Baby Led Weaning, quite simply, means letting your child feed themselves from the very start of weaning. The term was originally coined by Gill Rapley, a former health visitor and midwife.
According to the most recent research most babies reach for food at around six months, which is also the time that mothers are being encouraged to wean* by their Health Visitors, in accordance with the WHO guidelines.
The distinct advantage of weaning at around six months is that by then, our children are
developmentally capable of feeding themselves proper food, in other words – no more mush!
You just hand them the food in a suitably-sized piece and if they like it they eat it and if they don’t they won’t. (But they do, really they do… check out the baby with the pork chop).
That’s the essence of Baby Led Weaning. No purees, no ice cube trays, no food processor, no potato masher, no baby rice, no weird fruit and veg combos… just you and your child, eating food that you enjoy with you and your family.

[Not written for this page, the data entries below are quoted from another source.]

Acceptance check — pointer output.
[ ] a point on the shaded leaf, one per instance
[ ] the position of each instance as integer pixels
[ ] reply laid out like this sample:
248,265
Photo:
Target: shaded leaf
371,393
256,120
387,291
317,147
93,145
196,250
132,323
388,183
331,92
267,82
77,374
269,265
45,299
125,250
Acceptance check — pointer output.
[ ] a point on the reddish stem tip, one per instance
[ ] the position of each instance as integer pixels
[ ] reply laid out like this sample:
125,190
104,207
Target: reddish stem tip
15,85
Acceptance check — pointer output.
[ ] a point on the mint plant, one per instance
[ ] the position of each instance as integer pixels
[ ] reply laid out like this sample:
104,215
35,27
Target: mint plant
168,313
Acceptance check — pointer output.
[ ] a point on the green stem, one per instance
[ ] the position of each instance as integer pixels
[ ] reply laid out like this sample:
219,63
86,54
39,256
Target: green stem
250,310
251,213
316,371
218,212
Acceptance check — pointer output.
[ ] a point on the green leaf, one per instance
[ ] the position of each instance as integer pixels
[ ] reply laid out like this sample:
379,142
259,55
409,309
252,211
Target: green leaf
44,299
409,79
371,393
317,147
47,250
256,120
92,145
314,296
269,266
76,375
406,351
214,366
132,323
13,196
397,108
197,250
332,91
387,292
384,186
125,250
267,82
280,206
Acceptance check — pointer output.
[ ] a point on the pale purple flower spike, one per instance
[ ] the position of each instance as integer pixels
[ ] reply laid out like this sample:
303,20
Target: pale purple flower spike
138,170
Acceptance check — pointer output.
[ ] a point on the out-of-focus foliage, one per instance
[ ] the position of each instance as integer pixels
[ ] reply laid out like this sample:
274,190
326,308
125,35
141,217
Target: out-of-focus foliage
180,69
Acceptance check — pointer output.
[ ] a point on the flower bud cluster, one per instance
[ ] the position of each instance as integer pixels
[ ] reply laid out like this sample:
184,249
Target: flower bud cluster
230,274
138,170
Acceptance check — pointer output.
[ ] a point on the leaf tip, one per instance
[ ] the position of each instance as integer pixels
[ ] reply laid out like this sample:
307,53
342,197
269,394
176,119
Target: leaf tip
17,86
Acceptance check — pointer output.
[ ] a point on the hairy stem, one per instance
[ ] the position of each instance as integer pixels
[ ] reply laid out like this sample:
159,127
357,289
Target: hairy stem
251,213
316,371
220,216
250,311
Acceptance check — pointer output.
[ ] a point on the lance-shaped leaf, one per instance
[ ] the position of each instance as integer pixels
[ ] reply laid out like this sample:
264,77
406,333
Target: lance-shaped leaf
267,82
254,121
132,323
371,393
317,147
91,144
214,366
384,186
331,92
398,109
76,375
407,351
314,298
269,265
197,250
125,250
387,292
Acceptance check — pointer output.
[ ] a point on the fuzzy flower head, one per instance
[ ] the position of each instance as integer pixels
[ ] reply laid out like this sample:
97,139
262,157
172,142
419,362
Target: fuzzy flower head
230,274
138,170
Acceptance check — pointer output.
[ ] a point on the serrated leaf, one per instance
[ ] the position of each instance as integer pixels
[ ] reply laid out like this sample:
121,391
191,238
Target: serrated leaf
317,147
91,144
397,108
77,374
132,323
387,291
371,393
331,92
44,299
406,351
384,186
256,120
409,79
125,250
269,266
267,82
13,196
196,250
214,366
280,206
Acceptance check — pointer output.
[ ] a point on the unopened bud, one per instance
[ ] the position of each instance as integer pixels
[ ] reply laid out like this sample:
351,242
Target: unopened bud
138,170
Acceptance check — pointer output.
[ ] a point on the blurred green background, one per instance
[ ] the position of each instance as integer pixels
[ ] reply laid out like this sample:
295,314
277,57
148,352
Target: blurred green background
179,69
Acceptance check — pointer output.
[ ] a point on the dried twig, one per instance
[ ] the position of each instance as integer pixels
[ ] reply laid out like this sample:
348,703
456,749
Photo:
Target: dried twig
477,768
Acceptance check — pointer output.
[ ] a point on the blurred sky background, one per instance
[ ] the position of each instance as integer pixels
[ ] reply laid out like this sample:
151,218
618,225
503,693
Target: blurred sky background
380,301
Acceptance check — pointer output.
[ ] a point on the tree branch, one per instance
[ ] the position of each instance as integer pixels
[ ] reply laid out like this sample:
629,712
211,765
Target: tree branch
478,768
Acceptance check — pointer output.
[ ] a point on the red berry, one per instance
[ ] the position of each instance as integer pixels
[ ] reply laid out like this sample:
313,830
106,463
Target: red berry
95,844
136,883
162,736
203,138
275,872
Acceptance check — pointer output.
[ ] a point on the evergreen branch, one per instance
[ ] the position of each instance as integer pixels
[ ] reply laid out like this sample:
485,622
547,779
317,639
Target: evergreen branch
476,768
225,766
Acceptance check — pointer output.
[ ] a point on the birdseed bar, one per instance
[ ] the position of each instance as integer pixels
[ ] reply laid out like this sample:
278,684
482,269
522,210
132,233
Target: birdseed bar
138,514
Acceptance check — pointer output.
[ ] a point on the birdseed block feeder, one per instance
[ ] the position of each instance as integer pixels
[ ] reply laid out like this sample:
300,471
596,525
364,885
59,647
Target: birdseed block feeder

This is meant in the Brit sense, not the American. In the UK, ‘weaning’ means ‘adding complementary foods’, whereas in the States it means ‘giving up breastfeeding’. Two nations divided by a common language, and all that. In fact, there is even a helpful hands-across-the-ocean translation thread on the subject on the forum, which solves the mystery of what the UK equivalent of the Graham’s Cracker might be. (While we’re on the subject of terminology… if it was up to me, I’d have called this whole thing Baby Self-Feeding, but that ship has sailed, my friends, and Baby-Led Weaning it is.)